Herald-Journal
Winsted-Lester Prairie Journal, April 26, 1999

A limit of walleyes

By OPAL "GRANDMA" HABISCH

I went on a vacation to Florida when I was small. During the vacation, my family and I went fishing on a big boat called the June Bug. This boat took people to fish way out on the ocean

There were 10 people on this trip on the June Bug, including the captain and my family. I caught a big swordfish. It was about seven feet long and I needed help to get him in the boat.

As we were trying to land the fish, we suddenly noticed shark fins in the water. They must have been attracted by the wounded fish I had caught.

And then the captain of the boat said, "There is a big storm coming. We must cut the line to let the fish go and hurry in to shore."

All of a sudden, I noticed that the boat was rocking back and forth in the big waves and water was coming in the boat. Some of the crew members were pumping the water out of the boat, as they passed out life jackets. Everyone was getting very nervous.

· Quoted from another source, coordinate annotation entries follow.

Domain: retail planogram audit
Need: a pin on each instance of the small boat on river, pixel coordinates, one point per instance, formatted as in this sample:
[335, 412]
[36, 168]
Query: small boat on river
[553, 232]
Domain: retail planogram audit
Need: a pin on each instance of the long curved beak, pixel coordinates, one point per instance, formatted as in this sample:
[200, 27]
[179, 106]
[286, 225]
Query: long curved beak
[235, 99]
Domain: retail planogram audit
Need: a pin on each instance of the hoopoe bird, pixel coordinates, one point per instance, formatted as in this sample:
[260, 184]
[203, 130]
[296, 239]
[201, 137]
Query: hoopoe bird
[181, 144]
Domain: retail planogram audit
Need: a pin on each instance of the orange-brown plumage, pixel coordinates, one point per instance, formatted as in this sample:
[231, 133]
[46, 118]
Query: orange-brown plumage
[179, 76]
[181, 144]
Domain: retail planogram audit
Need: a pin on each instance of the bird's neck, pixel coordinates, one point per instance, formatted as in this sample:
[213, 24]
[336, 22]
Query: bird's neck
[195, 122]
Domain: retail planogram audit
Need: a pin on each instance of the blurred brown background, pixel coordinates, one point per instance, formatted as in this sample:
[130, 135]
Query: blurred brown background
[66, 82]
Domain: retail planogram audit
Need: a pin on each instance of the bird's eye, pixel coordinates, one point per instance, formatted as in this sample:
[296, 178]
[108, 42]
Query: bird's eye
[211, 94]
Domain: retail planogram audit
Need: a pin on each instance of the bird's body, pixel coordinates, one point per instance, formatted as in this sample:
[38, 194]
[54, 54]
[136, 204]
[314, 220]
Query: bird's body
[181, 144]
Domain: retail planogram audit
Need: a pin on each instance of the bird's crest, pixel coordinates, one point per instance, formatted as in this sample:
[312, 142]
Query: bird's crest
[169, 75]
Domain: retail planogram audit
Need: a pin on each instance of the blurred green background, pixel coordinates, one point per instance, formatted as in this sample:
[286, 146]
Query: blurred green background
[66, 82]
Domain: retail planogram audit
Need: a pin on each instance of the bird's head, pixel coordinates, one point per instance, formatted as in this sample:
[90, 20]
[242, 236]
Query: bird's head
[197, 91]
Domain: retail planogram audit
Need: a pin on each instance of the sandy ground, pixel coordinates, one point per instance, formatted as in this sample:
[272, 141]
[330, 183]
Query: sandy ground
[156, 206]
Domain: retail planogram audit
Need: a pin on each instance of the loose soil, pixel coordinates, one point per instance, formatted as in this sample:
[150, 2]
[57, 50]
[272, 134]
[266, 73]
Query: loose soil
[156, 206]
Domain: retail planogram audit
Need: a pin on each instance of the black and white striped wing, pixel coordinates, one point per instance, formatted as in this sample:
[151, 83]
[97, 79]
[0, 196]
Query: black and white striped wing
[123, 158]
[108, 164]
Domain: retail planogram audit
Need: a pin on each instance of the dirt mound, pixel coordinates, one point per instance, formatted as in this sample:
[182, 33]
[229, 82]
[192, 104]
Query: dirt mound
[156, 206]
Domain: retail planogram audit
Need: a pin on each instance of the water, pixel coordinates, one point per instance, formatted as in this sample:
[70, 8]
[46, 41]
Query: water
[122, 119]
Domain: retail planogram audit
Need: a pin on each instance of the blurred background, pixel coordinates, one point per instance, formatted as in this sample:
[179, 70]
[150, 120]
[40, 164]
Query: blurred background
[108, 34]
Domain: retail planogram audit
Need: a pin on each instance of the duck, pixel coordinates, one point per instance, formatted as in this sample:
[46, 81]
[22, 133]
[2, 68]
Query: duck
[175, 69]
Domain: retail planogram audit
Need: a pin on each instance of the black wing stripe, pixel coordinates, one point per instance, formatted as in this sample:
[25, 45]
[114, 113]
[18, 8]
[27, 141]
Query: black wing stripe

But all I could think about was that I couldn't keep my big fish. There were tears running down my face.

Some of the people on the boat were getting very scared. I heard them ask the captain, "Are we going to drown?" But the captain said, "No, we can't drown. We have to go fishing again tomorrow. This little girl wants to catch another big fish."

Suddenly I realized that we were in a very dangerous situation and I quickly forgot all about the fish that I lost.

As we got nearer to shore, the waves seemed to get a little smaller. It was very dark out as we hurried back to the motel and we watched the storm out the window. I couldn't believe we had actually been out in a boat in waves like those that were crashing onto the beach.

The next day, the weather was beautiful and we went out fishing again. I caught another fish, but as before, the captain had to cut my line because baracudas, which are even meaner than sharks, started to gather around our boat.

We were fishing very close to the country of Cuba. The captain said he had to be very careful not to get too close because if we strayed into Cuban waters, the Cubans could seize his boat. He had been caught going too close two times before and if it happened again, he could lose his fishing license for the rest of the year.

Well, that was enough excitement for my vacation. First sharks, then a storm, then a baracuda, now worrying about getting too close to Cuba. It was time to go home to Minnesota.

When we got home, the first thing I did was go fishing. Before you knew it, I caught my limit of walleyes. And I didn't have to worry at all about sharks.